De openbare ruimte is niet neutraal. Onze straten kunnen voor vrouwen een bijzonder vijandige omgeving zijn, die inbreuk maakt op hun bewegingsvrijheid en hen dwingt allerlei ontwijkingsstrategieën te ontwikkelen, bijvoorbeeld door hun route of hun kleding aan te passen aan de plaats en het tijdstip. Dit is onaanvaardbaar, de openbare ruimte is van iedereen, iedereen moet zich er thuisvoelen.
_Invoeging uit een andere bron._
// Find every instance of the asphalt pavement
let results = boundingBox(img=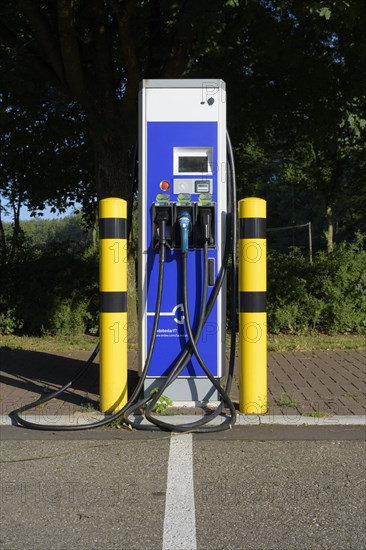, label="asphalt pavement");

Seksisme in de openbare ruimte wordt te vaak gereduceerd tot intimidatie op straat, terwijl het over zoveel meer gaat. Het omvat alle ruimten en plaatsen die toegankelijk zijn voor het publiek, of het nu gaat om sport, cultuur, feesten, school, vrije tijd, openbaar vervoer, enz. Onder openbare ruimte verstaat men zowel een afgebakende fysieke plaats (een straat, een wijk, een gemeentehuis , enz.) als plaatsen waar sociale interactie plaatsvindt (een bar, een bioscoop, een concertzaal, enz.).

Volgens het collectief “Noms Peut-Être” is slechts 6% van de straten in Brussel naar vrouwen genoemd. De meeste straten worden  vooral genoemd naar heiligen of koninklijke figuren.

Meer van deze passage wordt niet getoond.